A Google spokesperson said, “Thanks for checking in; however, we don’t comment on rumor or speculation.”

The company started as a research project three years ago; it started hiring engineers and working on a product a year and a half ago.

Essentially, SwiftKey’s software uses powerful natural language processing tools in the background to parse the way humans use and organize words and groups of words.”That’s a very difficult problem, one that has been researched for decades in various science labs,” said Braidwood.

Modeling the way you, yourself, use language as opposed to how people in general use language means that SwiftKey takes into account not just how you text but also how your group and spell words on Facebook, Twitter and Gmail.

“On top of that, we continually model the way they use the keyboard itself,” said Braidwood. “If you loop all those things into each other, what you get is an intelligent infrastructure that can determine your next words. Where there’s ambiguity, it looks at context and offers predictions and corrections that are actually useful.”

So instead of getting predictions one word at a time, you can see what phrases you’d be most likely to type next. By comparison, Braidwood said competitor and fellow Android virtual keyboard maker Swype is “just a user interface.”

“They don’t model the way you use language, and that’s the big difference between us and Swype.”

Another big difference is that Swype’s big acquisition had already happened.
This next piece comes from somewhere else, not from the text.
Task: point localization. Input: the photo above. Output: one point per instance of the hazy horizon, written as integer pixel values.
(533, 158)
The company got scooped up for $102.5 million earlier this month by communications company Nuance, according to SEC filings.

In the meantime, the SwiftKey team is flattered by the imitation they see in other virtual keyboards but is remaining focused on creating better products and features. “We’re at a stage where we’re planning vigorously for the future,” said Braidwood, who confided that he’d been in meetings all day.

“We’re releasing stuff in January and February that’s going to blow people’s minds.”

Also, at a recent Android event, a SwiftKey user beat the Guinness Book of World Records record for fastest SMS texting.

“It was a bit of fun more than anything,” Braidwood told us. “About 50 people entered; they could use any Android keyboard… Some were using a hard keyboard, some were using the Android keyboard. No one using Swype made it into the finals.”